Pacific Legal Foundation believes that Marathon’s actions amount to a total taking of the Beyers’ property. Although the government may engage in zoning schemes to protect the environment, those schemes must pay landowners who lose virtually all their rights in their property because of the zoning scheme. The scheme benefits all, thus all should pay a little, rather than force the landowner who lost his property (in this case, the Beyers) pay for all of us.
The case presents two issues that have been left open by the Supreme Court since Justice Scalia identified them in a previous Pacific Legal Foundation case known as Suitum v. Tahoe Regional Planning Agency. Those questions are:
1) whether a government can take a landowner’s property lock, stock, and barrel (a Lucas total taking) yet avoid Fifth Amendment liability by leaving the property in the landowner’s name and offering the landowner some nonmonetary credits (like the transferable development rights (TDRs) in Suitum) with indeterminate value as “just compensation” for the take; and
2) whether, in the event of a Penn Central partial taking, nonmonetary credits can allow the government to avoid a finding of a partial take because the credits give the owner economic value in the property, or whether those credits only get calculated in determining whether just compensation has been made for the take.
In Suitum, Justice Scalia concurred in part and answered the above questions in an opinion he authored on behalf of three justices – Scalia, Justice Thomas and Justice O’Connor. He answered both questions as you would expect: a total take should be justly compensated with money; and in the event of a partial take, nonmonetary credits like TDRs only deserve consideration on the just compensation side of the equation. Although the credits may be valuable, they are valuable in and of themselves — they do not give value to the real property at issue, which has been rendered valueless. Thus the credits must equal just compensation to be a constitutional tool for regulating the use of real property.
These questions matter because hundreds of local and regional governmental agencies throughout the nation have used schemes similar to Marathon’s to effect takings of real property without paying just compensation for the take, as the Fifth Amendment requires. Instead, the agencies argue that the nonmonetary compensation amounts to “economic use” for the real property. When courts accept these arguments, they allow these local governments and agencies to skirt the requirements of the Constitution as written by our Founding Fathers.

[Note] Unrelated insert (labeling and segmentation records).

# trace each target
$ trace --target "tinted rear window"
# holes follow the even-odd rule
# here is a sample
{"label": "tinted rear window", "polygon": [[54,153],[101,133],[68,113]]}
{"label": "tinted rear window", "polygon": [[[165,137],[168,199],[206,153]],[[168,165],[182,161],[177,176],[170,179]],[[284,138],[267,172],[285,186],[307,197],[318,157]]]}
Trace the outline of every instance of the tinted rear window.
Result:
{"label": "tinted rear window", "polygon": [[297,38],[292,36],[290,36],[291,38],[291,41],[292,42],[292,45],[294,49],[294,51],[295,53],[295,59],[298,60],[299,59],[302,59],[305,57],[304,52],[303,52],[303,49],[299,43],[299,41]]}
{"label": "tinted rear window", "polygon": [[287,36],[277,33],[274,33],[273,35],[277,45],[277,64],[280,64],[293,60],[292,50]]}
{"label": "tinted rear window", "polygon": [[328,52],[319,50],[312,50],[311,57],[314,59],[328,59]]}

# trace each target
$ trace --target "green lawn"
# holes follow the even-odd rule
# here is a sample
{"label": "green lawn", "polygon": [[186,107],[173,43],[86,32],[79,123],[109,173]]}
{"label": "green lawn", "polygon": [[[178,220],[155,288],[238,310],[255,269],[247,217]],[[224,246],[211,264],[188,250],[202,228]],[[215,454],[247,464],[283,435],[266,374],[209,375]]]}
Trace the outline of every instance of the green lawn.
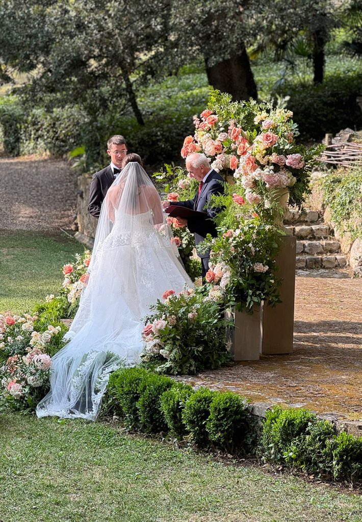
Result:
{"label": "green lawn", "polygon": [[357,522],[362,497],[99,422],[0,417],[6,522]]}
{"label": "green lawn", "polygon": [[56,291],[63,280],[62,267],[84,250],[65,235],[0,232],[0,313],[31,311]]}

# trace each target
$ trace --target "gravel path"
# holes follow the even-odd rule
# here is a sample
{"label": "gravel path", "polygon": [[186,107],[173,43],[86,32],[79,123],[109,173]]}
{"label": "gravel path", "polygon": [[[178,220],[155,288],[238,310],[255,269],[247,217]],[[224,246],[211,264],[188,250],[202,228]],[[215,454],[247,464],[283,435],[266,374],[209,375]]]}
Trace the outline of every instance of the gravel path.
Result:
{"label": "gravel path", "polygon": [[57,233],[72,225],[76,200],[77,176],[65,161],[0,159],[0,230]]}

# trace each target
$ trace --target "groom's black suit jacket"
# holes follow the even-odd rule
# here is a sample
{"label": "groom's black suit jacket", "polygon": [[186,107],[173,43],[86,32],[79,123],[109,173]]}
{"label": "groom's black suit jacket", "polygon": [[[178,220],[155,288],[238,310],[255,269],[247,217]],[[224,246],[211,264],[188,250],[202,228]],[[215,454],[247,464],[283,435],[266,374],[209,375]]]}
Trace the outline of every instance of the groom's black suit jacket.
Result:
{"label": "groom's black suit jacket", "polygon": [[99,217],[103,200],[114,181],[114,176],[110,165],[93,174],[89,187],[88,210],[97,219]]}
{"label": "groom's black suit jacket", "polygon": [[[206,212],[207,213],[209,219],[196,218],[188,220],[188,228],[190,232],[195,234],[195,243],[196,245],[204,241],[207,234],[211,234],[213,238],[216,238],[217,235],[216,226],[213,218],[221,209],[209,207],[209,205],[213,195],[224,194],[223,183],[224,180],[222,176],[215,170],[212,170],[204,183],[200,195],[196,193],[192,199],[179,201],[176,203],[172,201],[171,204],[180,207],[186,207],[198,212]],[[207,208],[205,208],[205,206],[207,206]],[[208,257],[209,253],[207,252],[198,255],[201,258]]]}

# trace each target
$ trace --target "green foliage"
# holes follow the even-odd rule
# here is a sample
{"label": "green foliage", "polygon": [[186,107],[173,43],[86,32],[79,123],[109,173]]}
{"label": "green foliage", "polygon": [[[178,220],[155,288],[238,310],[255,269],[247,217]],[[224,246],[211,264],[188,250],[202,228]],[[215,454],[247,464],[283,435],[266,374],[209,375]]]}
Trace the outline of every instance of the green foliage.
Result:
{"label": "green foliage", "polygon": [[242,447],[250,430],[248,401],[232,392],[216,393],[210,405],[206,428],[210,440],[229,452]]}
{"label": "green foliage", "polygon": [[340,168],[319,183],[338,231],[353,240],[362,237],[362,168]]}
{"label": "green foliage", "polygon": [[294,440],[306,434],[310,423],[316,420],[314,413],[302,408],[276,406],[267,411],[261,440],[263,458],[284,462]]}
{"label": "green foliage", "polygon": [[20,152],[20,128],[23,109],[18,98],[10,96],[0,97],[0,127],[4,151],[12,156]]}
{"label": "green foliage", "polygon": [[200,388],[187,400],[182,412],[182,420],[192,440],[202,448],[209,443],[206,422],[216,393],[207,388]]}
{"label": "green foliage", "polygon": [[305,433],[292,441],[284,453],[285,462],[309,473],[329,469],[326,444],[335,435],[333,425],[321,419],[309,423]]}
{"label": "green foliage", "polygon": [[278,92],[290,97],[288,108],[293,111],[302,135],[319,139],[326,133],[362,126],[362,113],[356,101],[361,82],[360,73],[337,73],[320,85],[289,84]]}
{"label": "green foliage", "polygon": [[207,288],[173,294],[150,307],[146,326],[158,324],[157,333],[145,337],[142,364],[159,373],[194,374],[219,367],[230,360],[225,342],[224,310],[206,299]]}
{"label": "green foliage", "polygon": [[342,431],[326,441],[325,467],[335,480],[355,481],[362,477],[362,438]]}
{"label": "green foliage", "polygon": [[119,409],[126,425],[131,429],[139,427],[137,401],[146,386],[148,372],[143,368],[126,368],[114,372],[107,389]]}
{"label": "green foliage", "polygon": [[161,397],[164,392],[174,385],[174,382],[168,377],[153,373],[147,376],[137,403],[139,425],[145,433],[167,431]]}
{"label": "green foliage", "polygon": [[186,401],[194,393],[191,386],[178,384],[164,392],[161,397],[161,407],[172,436],[182,440],[186,433],[182,420],[182,411]]}

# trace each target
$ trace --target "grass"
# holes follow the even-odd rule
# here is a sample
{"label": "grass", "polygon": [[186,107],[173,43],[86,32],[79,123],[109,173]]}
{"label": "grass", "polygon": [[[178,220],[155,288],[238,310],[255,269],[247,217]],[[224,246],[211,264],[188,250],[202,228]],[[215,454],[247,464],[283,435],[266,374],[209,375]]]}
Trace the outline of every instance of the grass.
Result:
{"label": "grass", "polygon": [[0,313],[31,311],[47,294],[56,291],[63,280],[62,267],[83,250],[65,236],[0,232]]}
{"label": "grass", "polygon": [[357,522],[362,497],[130,436],[101,423],[0,418],[6,522]]}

We suspect that the nine justices know Justice Scalia was right on both of these issues when he spoke to them in his Suitum concurrence. Thus, we bring the Beyers’ case to the High Court optimistic they will accept the case for review and hopeful that they will reverse the lower court’s decision to allow Marathon to take the Beyers’ property without paying just compensation. In doing so, the Court will also set a precedent that landowners across the nation will rely upon when facing a governmental land grab where the government refuses to pay for the take. A win in the case would do justice for the Beyers, who started this legal fight two decades ago and in the years since have both passed (thus the case is now brought by Charles Ganson, a representative for Molly’s estate and the couple’s children and grandchildren). The Court will consider our petition later this year. We thank the lawyers at Cato Institute, Southeastern Legal Foundation, and NFIB Small Business Legal Center for standing with us in our challenge to a heavy handed south Florida government.